「対カウンター」を考慮した戦術策

上記の通り、リヴァプールのビルドアップには明確な変化が起きているわけだが、このPSG戦ではさらに面白い現象が起きていた。

それは「ビルドアップ時にセントラルミッドフィルダーの一枚を落とす」というものから「ビルドアップ時以外にも必ず後ろに三枚を残す」という概念へと変化していたことである。

前者と後者の違いは文字では伝わりにくいかもしれないが、大きな違いは、前者は「ビルドアップ時に限定されているもの」である一方、後者は「ビルドアップ時以外(アタッキングサードへ侵攻した状態など)も含まれている」という点だ。

また、DFラインを作る三枚の構成も異なる。

前者はセンターバックの二人とセントラルミッドフィルダーの一人で作ることに対し、後者はセントラルミッドフィルダー以外だけではなくサイドバックがこの役を担うケースも想定されているのである。

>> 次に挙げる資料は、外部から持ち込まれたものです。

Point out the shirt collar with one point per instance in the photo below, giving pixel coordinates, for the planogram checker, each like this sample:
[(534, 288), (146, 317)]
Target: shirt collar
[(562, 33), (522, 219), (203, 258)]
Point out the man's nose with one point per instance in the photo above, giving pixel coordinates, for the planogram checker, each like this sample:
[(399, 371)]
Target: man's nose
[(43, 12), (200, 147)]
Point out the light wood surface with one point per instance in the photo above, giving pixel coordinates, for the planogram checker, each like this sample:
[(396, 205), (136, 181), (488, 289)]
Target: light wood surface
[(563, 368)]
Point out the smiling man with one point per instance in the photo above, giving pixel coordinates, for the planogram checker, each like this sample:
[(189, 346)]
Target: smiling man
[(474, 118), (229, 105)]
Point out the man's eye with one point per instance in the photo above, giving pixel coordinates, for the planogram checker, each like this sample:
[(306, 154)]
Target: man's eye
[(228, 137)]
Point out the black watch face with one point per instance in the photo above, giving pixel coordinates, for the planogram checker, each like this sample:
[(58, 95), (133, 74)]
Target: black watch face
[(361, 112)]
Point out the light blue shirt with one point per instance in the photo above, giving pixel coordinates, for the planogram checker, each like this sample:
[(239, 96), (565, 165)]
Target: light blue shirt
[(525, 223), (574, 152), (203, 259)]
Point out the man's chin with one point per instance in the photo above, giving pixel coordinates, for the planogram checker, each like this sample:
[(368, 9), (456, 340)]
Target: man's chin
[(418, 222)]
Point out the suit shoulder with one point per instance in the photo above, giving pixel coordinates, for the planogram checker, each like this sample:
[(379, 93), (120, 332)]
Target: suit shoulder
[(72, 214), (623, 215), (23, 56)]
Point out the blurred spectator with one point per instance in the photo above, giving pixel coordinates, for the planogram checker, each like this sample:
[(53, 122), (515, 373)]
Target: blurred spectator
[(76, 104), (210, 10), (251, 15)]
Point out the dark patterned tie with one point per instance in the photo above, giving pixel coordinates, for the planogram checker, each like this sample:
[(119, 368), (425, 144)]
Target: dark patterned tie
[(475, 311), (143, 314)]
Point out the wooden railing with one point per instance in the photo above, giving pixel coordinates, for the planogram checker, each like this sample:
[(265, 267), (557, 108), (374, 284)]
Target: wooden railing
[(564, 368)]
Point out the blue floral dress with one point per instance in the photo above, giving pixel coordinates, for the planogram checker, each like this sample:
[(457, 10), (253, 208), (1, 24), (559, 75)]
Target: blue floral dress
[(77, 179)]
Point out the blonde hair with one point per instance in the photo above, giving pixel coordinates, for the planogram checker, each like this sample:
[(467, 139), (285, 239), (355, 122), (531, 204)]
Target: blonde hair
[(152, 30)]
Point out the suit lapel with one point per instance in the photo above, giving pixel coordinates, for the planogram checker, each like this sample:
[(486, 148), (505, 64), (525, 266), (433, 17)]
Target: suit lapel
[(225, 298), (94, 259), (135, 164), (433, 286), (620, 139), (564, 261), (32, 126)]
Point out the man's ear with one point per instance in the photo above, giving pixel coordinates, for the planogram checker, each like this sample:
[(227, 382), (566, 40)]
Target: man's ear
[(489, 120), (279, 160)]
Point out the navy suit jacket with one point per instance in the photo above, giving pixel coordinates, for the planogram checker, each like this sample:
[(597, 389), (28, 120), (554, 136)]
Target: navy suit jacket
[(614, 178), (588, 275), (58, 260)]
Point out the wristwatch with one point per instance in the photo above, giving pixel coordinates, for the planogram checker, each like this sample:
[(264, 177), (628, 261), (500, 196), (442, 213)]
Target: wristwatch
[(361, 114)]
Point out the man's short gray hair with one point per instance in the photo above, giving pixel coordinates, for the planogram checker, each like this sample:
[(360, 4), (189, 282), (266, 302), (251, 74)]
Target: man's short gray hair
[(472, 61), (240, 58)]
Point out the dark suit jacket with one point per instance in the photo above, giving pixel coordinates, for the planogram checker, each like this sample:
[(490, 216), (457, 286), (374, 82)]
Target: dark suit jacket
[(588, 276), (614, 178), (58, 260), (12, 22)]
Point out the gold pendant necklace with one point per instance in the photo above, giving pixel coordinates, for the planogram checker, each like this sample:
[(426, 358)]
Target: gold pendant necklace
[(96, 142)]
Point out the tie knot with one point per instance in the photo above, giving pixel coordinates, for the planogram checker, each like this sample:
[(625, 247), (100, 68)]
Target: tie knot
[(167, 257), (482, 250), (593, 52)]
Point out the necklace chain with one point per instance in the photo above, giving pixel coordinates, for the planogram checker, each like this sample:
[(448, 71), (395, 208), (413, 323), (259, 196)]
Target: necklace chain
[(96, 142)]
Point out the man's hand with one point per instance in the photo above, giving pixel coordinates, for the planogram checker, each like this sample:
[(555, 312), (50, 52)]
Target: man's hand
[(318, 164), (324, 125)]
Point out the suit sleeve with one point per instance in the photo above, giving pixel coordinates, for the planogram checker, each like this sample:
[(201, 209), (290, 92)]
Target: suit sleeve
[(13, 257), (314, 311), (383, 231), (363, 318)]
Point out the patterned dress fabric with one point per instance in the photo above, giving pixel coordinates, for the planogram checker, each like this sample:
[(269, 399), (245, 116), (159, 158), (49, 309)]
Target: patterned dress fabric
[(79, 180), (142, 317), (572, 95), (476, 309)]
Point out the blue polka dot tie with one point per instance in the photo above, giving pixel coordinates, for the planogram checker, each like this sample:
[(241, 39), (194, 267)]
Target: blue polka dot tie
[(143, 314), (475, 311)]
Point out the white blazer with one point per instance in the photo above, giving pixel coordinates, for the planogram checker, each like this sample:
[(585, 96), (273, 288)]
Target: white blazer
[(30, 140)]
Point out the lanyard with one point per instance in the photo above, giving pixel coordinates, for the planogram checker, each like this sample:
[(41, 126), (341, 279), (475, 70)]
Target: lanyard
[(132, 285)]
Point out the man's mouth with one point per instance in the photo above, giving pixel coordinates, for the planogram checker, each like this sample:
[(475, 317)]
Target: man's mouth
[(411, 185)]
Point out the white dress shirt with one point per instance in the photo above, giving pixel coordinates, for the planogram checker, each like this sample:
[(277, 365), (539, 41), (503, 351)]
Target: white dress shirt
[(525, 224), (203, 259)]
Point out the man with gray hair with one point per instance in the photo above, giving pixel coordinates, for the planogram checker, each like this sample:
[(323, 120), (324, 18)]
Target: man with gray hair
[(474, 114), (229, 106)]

さらに、この三枚を構築する際にセントラルミッドフィルダーが落ちるポジションは一般的な「センターバック間の間」ではなく「センターバックの脇」を基準点とし、サイドバックとのポジション移動をスムーズにさせている点も非常に興味深い。

このメカニズム(サリーダ・ラボルピアーナと呼ばれる戦術の一種)自体は物珍しいものではなく、これまでに様々なチームが採用してきているが、少なくともこれまでのリヴァプールにおいては見られなかったものだ。

プレシーズンマッチでは、アンカー適正の高いファビーニョの特性を利用して、アンカーのポジションからそのままDFラインの真ん中に落とす動きを頻りに行っていた。だが、センターバックの横へ意識的に移動させるパターンについては、少なくとも筆者の記憶にはなかった。

そのため、昨季から仕込んでいたものをブラッシュアップさせてきたのか、今季用にマイナーチェンジを施したかのは不明だが、仮にPSG戦を見越して準備してきたとするならば、クロップにはただ驚かされるばかりだ。